All sklearn-compatible, all pass `sklearn.utils.estimator_checks.check_estimator`.

- `RuleAugmentedClassifier`
- `BoundaryRefineClassifier`
- `SubgroupThresholdClassifier`
- `ErrorAwareCalibrator`
- `MonotonicBooster`
- `HardSampleWeightedEnsemble`
- `ClassConditionalImputer`
- `CrossDistributionDistiller`
- `SelectiveClassifier`
- `InstanceAdaptiveThreshold`
- `DialecticalEnsemble`
- `LatentSubtypeRouter`
- `IterativeLabelRefiner`
- `DualViewCoTrainer`

### Supporting modules

- `preprocessing` — imputers, scalers, outlier flags, missing indicators
- `metrics` — sensitivity, specificity, NPV, PPV, F2, MCC, Brier, ECE
- `curves` — ROC, PR, calibration, Decision Curve Analysis
- `protocols` — 5 experiment protocols (Defensible, MaxScore, OriginalOnly, Deployment, Audit)
- `leaderboard` — experiment tracking CSV with 38 columns
- `report` — HTML structured report generator (Jinja2 templates)
- `audit` — leakage detection, subgroup fairness, documentation checks
- `governance` — audit-trail manifest templates (documentation only)
- `reproducibility` — manifest files (data hash + config + library versions)
- `datasets` — UCI benchmarks (PIMA, Wisconsin, UCI Heart, Frankfurt)
- `cli` — Typer-based CLI: `train`, `benchmark`, `audit`, `validate`, `report`
- `thresholds`, `calibration`, `statistics`, `diagnostics`, `cost_sensitive`,
  `monitor`, `modelcard`, `cross_val`, `explainability`, `automl`,
  `external_val`, `time_split`, `active_learning`, `synthetic`

---

## Command-line interface

```bash
clinikit train      --config config.yaml
clinikit benchmark  --dataset pima --models all
clinikit audit      --data data.csv --report audit.html
clinikit validate   --model model.joblib --data data.csv
clinikit report     --leaderboard runs.csv --out report.html
```

---

## Project notes

`clinikit` is an integration toolkit.
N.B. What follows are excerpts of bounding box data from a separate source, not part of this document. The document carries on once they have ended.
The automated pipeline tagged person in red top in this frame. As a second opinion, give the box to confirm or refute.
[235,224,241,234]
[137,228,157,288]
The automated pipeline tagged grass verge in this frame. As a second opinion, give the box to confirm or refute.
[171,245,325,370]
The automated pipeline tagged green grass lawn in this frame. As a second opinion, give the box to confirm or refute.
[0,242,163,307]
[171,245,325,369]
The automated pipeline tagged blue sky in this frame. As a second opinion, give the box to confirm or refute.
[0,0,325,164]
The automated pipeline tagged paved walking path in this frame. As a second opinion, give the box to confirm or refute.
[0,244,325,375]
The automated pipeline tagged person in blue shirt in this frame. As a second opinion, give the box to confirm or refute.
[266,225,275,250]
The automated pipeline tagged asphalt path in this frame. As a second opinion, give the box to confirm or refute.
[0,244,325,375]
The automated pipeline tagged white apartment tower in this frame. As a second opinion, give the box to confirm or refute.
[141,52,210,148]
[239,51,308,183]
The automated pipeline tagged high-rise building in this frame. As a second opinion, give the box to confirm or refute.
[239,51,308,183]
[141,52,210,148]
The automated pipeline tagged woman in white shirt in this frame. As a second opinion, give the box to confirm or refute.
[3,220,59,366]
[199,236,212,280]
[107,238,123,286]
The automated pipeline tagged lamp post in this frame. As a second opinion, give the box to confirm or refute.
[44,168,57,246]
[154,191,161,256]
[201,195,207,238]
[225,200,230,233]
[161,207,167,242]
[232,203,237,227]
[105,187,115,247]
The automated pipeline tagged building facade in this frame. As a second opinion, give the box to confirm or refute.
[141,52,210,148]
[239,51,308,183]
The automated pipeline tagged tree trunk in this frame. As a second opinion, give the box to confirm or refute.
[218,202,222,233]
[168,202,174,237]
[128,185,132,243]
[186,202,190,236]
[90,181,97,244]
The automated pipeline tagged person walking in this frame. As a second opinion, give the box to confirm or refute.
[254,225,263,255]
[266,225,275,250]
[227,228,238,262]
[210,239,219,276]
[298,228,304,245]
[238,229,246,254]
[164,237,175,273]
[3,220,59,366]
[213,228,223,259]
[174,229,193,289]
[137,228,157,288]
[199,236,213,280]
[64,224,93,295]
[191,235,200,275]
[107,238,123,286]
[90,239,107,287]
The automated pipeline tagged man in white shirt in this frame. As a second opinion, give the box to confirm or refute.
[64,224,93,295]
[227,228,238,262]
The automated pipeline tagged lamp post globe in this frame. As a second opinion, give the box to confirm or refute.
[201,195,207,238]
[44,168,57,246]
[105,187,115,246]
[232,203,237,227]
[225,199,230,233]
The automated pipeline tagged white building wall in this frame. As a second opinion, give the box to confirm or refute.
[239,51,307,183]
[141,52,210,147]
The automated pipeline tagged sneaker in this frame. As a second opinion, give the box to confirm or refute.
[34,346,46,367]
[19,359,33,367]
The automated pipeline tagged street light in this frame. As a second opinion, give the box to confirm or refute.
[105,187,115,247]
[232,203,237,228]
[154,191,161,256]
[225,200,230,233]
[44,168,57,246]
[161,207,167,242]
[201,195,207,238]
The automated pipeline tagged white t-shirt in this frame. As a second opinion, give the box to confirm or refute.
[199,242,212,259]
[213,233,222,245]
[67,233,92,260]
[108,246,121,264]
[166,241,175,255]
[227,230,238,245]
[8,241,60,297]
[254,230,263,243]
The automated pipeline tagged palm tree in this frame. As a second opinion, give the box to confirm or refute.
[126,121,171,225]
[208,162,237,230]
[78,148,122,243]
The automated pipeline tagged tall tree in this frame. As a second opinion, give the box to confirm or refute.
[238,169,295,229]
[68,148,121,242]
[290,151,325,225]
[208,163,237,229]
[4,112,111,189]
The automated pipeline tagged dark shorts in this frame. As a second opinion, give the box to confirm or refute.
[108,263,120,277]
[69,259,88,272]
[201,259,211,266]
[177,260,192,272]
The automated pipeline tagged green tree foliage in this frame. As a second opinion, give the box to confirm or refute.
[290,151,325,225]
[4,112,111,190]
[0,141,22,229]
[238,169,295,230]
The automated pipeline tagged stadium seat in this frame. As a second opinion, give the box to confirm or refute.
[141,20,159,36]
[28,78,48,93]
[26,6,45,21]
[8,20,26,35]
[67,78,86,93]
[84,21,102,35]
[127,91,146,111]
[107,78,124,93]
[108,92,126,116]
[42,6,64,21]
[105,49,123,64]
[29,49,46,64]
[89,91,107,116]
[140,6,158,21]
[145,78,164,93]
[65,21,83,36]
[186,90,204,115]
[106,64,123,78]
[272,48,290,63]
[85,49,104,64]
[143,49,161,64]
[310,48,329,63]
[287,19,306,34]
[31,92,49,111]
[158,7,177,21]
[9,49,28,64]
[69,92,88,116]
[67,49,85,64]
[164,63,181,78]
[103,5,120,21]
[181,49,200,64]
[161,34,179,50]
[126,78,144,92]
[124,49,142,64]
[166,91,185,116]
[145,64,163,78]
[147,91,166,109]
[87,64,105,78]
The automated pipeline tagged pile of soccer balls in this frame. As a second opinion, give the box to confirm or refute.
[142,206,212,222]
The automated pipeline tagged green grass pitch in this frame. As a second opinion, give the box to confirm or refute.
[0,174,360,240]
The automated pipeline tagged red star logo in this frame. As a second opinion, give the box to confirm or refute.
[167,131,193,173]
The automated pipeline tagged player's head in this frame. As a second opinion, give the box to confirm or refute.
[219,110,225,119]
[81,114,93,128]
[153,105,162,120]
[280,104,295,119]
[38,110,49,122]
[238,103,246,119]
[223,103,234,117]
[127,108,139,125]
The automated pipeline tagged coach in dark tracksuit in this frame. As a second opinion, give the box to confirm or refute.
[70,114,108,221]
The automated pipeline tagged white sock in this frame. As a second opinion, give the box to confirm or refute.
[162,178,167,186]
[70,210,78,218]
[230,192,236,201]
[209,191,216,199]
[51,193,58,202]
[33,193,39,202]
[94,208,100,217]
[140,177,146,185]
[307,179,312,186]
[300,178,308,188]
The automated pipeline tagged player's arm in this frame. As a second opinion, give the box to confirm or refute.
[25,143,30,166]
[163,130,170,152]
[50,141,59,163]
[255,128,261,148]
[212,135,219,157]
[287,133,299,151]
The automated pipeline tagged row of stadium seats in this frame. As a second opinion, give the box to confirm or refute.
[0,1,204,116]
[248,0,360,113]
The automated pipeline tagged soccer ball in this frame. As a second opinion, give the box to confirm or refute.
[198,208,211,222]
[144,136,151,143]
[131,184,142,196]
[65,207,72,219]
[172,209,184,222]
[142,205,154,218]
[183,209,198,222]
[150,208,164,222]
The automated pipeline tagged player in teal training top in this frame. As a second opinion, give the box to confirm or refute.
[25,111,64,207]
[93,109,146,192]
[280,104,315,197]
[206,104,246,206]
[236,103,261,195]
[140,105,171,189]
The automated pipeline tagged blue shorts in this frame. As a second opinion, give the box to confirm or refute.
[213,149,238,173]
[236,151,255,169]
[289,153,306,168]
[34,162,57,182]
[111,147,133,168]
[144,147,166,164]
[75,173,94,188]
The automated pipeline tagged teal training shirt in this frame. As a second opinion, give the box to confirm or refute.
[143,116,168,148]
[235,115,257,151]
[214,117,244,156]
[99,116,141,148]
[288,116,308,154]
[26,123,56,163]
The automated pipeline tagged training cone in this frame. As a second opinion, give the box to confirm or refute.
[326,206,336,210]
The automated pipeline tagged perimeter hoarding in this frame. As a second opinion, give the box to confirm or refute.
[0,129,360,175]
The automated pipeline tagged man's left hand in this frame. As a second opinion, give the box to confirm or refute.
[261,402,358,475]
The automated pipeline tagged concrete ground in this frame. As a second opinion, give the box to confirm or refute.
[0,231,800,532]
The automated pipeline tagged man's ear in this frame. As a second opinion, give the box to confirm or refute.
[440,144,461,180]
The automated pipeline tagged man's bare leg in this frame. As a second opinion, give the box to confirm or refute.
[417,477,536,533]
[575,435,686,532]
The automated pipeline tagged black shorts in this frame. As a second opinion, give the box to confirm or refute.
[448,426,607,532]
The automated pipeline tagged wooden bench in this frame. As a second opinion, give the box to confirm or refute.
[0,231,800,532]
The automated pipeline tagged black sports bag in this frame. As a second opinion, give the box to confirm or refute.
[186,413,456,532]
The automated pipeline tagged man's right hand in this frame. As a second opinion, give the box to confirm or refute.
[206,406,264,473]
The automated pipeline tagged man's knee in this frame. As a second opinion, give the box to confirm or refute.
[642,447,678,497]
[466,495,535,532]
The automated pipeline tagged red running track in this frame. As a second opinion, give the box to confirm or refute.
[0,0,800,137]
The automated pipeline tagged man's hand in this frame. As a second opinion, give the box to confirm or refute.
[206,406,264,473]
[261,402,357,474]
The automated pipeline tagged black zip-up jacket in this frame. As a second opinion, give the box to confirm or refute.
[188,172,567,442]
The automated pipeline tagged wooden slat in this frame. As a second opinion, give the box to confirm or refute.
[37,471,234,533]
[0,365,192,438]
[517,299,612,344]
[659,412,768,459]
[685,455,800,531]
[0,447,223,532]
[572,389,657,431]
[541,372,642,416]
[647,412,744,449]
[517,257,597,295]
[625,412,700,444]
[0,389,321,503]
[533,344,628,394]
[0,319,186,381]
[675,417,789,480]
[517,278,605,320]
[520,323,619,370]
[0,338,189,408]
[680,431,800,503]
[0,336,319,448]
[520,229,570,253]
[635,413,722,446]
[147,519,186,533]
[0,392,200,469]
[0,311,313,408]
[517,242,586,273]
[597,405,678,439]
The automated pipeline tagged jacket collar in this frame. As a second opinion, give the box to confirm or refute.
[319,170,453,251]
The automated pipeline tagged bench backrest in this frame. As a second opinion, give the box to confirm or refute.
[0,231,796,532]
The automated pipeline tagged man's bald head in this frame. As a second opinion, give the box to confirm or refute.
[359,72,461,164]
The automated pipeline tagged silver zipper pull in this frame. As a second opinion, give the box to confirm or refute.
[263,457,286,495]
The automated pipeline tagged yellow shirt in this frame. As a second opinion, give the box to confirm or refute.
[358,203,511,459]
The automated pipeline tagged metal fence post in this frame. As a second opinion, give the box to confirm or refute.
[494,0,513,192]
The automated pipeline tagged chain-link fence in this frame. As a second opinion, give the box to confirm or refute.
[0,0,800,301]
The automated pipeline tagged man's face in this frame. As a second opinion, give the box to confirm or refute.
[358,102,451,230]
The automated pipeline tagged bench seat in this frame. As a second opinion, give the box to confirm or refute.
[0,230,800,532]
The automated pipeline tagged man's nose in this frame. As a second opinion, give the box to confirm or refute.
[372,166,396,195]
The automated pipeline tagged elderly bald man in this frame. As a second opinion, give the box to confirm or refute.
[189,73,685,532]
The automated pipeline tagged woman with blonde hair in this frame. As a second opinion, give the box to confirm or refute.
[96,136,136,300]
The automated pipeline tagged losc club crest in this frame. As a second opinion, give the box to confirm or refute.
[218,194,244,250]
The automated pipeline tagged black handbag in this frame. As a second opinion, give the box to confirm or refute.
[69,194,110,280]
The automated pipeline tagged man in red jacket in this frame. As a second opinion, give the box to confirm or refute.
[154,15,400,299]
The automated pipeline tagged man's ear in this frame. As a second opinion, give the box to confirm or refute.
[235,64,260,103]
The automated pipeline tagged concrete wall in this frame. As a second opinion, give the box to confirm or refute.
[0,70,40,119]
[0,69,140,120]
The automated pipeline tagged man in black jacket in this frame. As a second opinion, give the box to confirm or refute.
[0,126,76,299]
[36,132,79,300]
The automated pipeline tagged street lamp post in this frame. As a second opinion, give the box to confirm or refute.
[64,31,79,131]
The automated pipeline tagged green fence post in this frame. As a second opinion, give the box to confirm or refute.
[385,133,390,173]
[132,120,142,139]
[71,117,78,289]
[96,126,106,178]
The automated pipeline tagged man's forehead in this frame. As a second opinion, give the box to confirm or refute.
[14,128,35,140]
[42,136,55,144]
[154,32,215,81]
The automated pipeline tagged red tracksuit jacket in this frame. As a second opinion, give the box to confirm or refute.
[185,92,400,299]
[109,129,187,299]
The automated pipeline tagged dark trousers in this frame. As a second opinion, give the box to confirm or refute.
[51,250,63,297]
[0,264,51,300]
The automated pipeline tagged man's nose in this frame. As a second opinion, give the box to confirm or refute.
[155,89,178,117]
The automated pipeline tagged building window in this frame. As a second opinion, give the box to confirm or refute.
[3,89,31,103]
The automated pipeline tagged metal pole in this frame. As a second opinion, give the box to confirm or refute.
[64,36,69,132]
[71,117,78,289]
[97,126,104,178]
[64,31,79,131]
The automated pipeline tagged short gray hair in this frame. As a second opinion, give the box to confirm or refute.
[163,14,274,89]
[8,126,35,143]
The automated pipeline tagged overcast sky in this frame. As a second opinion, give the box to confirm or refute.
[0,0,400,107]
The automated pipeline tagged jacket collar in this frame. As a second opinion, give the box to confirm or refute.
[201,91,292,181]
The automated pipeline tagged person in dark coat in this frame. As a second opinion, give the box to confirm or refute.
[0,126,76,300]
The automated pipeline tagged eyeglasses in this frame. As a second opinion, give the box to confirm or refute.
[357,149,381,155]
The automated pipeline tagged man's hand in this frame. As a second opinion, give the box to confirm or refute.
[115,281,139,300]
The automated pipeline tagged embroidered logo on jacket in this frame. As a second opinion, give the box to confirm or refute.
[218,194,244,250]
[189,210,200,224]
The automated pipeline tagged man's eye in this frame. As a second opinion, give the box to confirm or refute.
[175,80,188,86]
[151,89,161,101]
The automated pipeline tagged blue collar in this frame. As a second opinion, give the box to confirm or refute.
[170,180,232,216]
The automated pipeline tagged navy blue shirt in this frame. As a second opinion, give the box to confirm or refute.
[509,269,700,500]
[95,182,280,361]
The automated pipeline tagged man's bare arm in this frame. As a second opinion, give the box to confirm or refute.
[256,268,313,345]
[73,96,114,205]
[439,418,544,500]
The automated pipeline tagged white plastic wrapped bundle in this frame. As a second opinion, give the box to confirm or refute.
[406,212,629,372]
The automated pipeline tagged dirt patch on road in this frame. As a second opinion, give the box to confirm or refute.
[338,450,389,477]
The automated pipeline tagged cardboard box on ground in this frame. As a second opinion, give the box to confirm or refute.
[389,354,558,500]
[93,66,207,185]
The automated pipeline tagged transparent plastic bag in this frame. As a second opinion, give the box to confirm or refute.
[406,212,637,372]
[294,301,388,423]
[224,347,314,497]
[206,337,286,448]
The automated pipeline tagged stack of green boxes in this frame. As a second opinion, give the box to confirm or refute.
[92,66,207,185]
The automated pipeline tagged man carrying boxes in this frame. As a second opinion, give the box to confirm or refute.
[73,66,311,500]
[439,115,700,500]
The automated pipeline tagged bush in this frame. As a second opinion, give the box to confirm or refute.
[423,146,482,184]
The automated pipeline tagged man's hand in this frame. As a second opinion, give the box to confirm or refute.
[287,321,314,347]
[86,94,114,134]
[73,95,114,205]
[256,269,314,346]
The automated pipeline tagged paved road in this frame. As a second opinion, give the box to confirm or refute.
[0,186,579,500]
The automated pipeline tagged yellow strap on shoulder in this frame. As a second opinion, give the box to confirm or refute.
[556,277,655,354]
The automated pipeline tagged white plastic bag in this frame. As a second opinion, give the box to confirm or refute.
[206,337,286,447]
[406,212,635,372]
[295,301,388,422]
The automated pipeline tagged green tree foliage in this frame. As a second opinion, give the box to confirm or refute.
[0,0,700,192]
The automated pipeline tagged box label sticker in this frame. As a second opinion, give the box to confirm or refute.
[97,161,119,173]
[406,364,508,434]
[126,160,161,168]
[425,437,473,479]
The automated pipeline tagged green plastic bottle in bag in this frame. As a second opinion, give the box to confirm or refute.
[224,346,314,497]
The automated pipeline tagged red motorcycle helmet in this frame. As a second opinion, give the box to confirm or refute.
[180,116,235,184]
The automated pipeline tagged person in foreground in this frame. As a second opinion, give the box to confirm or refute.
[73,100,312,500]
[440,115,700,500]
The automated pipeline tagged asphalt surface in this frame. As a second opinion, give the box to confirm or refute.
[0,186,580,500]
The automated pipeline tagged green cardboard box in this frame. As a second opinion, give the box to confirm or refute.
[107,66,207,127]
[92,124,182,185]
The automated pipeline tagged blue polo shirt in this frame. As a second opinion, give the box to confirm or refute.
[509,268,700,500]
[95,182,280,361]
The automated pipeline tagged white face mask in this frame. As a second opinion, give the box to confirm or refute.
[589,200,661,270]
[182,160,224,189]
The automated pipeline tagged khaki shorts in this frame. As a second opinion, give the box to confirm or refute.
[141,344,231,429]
The methods it bundles are
adaptations of techniques published in the academic literature; see
[`CITATIONS.md`](CITATIONS.md) for source-method references. It is
not a research paper of original methods, and it is not a regulated
product. Research and development use only.

---

## Contributing

Contributions are welcome. Please read [`CONTRIBUTING.md`](CONTRIBUTING.md)
for the development workflow, coding standards, and pull-request
process. By participating, you agree to abide by the
[`Code of Conduct`](CODE_OF_CONDUCT.md).

---

## Citation

If you use `clinikit` in academic work, please cite it via the
[`CITATION.cff`](CITATION.cff) file, or use:

```bibtex
@software{clinikit,
  author  = {SEVEN, Berat Kaan},
  title   = {clinikit: a tabular machine-learning toolkit},
  year    = {2026},
  url     = {https://github.com/clinikit/clinikit},
  version = {0.1.0}
}
```

---

## License

Distributed under the MIT License. See [`LICENSE`](LICENSE) for the full text.